Algerian politician (1926–2015)

Hocine Aït Ahmed (Ḥusin At Ḥmed; حسين آيت أحمد‎; 20 August 1926 - 23 December 2015) was an Algerian politician and former rebel leader who was the founder and leader of the Socialist Forces Front (FFS), the historical political opposition in Algeria, which he served as the organization's leader until 2009.

The Hocine Aït Ahmed Stadium, one of the largest stadiums by capacity in Algeria, is named after him.

==Life==
Aït Ahmed was born in Aït Yahia in 1926.

He was one of the main leaders of the National Liberation Front (FLN) in the Algerian War, and was arrested along with Ahmed Ben Bella, Mohamed Boudiaf, Mostefa Lacheraf, and Mohamed Khider after France hijacked a Moroccan aeroplane destined for Tunisia with that had FLN leaders onboard, directing it to occupied Algiers.

After the Algerian War, Aït Ahmed resigned from the Provisional Government of the Algerian Republic (GPRA) and all the organs of the new power during the crisis of the summer of 1962. In September 1963, he founded the Socialist Forces Front (FFS), which sought political pluralism in political life within the single-party system.

He was arrested and sentenced to death in 1964, before escaping from the El Harrach prison on 1st May 1966.

Exiled in Switzerland, he graduated with a doctorate in law.

Following the riots of October 1988, President Chadli Bendjedid proposed a new constitution calling for political pluralism in Algeria, and as part of this, Aït Ahmed was invited to return to the country.
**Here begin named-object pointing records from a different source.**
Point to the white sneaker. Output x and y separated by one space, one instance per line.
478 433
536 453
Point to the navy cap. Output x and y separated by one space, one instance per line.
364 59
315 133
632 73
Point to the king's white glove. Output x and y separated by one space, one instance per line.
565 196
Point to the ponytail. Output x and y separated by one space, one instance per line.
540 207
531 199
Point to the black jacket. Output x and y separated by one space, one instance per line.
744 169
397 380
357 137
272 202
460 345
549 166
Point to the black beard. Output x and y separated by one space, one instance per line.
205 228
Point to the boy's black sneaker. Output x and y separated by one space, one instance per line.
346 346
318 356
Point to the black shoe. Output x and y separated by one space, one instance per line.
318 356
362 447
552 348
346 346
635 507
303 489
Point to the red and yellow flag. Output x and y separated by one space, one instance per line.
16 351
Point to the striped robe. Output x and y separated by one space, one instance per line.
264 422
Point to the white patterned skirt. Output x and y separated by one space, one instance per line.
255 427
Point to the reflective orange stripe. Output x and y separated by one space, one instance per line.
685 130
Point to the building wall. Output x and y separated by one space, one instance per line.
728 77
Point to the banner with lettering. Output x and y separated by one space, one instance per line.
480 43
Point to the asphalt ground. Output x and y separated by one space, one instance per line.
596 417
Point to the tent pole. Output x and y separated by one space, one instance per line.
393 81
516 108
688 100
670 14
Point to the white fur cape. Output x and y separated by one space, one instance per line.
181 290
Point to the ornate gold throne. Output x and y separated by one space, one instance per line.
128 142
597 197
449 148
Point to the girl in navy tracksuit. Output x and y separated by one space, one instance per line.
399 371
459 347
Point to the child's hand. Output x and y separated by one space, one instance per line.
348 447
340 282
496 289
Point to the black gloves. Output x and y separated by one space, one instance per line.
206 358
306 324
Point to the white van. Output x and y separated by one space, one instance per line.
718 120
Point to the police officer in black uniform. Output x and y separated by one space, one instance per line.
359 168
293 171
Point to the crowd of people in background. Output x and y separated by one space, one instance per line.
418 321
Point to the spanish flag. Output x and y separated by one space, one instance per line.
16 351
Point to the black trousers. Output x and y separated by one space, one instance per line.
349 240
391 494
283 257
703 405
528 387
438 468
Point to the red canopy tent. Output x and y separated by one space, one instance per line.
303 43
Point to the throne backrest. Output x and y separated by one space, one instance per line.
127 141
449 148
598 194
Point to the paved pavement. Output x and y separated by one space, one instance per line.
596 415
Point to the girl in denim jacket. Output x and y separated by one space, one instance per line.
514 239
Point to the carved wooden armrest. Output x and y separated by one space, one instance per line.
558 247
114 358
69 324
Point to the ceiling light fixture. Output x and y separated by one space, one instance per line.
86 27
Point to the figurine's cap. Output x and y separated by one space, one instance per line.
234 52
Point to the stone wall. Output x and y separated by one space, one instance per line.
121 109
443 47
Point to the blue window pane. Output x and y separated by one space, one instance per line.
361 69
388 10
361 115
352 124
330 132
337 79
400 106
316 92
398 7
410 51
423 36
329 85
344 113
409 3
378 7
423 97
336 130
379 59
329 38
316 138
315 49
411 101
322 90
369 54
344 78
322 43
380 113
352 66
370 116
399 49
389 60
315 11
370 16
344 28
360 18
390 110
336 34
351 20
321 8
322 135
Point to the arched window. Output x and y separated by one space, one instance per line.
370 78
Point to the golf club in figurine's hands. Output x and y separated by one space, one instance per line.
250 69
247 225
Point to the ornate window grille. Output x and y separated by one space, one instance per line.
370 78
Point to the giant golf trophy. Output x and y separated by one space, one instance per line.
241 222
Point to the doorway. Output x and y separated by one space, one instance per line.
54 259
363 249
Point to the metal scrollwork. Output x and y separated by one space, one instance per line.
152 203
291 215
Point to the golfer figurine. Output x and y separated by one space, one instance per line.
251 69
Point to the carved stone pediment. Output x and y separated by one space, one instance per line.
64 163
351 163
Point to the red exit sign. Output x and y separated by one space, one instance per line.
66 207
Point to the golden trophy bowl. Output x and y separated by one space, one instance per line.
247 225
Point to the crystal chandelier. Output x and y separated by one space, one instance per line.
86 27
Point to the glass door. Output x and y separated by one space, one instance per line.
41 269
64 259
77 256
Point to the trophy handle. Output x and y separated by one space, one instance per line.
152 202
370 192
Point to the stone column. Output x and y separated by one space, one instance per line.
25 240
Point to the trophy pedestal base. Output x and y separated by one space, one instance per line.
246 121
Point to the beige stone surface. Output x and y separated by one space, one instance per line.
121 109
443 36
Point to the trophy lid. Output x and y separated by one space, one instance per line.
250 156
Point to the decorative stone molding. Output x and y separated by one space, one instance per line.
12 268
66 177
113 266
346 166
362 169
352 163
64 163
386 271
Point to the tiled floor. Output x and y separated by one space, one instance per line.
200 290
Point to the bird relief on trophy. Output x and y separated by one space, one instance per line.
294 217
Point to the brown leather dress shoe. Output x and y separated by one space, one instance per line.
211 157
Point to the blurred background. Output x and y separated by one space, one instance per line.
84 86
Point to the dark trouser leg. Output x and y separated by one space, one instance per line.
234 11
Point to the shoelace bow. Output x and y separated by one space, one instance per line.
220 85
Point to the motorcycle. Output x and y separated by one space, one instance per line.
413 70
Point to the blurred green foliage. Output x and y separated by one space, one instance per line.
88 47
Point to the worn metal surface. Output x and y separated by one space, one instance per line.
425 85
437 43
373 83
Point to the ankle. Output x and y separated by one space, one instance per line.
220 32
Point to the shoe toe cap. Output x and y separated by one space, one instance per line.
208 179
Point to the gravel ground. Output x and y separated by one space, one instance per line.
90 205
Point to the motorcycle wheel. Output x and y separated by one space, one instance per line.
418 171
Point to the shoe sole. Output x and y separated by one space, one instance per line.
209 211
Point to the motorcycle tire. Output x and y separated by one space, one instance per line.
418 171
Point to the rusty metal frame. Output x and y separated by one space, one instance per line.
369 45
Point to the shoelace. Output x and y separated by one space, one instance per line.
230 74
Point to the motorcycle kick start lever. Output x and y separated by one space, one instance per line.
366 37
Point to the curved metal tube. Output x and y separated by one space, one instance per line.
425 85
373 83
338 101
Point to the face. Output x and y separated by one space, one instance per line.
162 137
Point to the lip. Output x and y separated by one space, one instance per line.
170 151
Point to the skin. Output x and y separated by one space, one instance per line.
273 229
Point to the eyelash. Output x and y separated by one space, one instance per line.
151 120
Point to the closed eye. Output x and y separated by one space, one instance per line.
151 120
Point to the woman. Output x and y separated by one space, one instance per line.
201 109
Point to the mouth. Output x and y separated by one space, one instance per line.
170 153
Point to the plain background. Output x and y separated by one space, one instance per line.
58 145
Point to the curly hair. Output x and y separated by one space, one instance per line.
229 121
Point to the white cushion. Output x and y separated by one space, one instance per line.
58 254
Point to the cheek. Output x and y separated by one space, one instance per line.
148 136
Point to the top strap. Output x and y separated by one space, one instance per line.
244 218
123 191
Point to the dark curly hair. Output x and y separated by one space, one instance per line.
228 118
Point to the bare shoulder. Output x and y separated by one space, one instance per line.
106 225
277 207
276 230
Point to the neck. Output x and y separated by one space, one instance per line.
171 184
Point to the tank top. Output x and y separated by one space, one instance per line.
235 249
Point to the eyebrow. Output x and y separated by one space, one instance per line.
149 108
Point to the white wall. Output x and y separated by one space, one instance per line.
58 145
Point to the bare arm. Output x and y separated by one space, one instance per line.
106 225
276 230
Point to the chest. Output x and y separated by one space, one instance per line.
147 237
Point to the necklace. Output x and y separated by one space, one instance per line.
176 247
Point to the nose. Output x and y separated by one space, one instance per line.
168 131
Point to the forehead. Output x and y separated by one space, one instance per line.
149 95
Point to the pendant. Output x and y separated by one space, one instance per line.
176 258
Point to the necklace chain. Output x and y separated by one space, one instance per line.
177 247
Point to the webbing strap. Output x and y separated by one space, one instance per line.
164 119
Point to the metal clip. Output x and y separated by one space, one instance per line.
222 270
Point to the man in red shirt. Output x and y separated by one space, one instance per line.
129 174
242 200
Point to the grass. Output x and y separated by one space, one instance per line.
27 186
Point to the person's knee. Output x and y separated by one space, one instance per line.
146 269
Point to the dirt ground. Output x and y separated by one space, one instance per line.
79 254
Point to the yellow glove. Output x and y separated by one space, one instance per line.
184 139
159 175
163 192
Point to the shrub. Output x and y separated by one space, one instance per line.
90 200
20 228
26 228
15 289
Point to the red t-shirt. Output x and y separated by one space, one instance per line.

He returned in December 1989 as the head of the FFS, but left again after the assassination of President Mohamed Boudiaf, in June 1992. In the years following the end of the Algerian Civil War, he repeatedly visited Algeria, including to commemorate the 50th anniversary of the start of the Algerian War of Independence in 2004.

Aït Ahmed died at the age of 89 in Lausanne, Switzerland, on 23rd December 2015.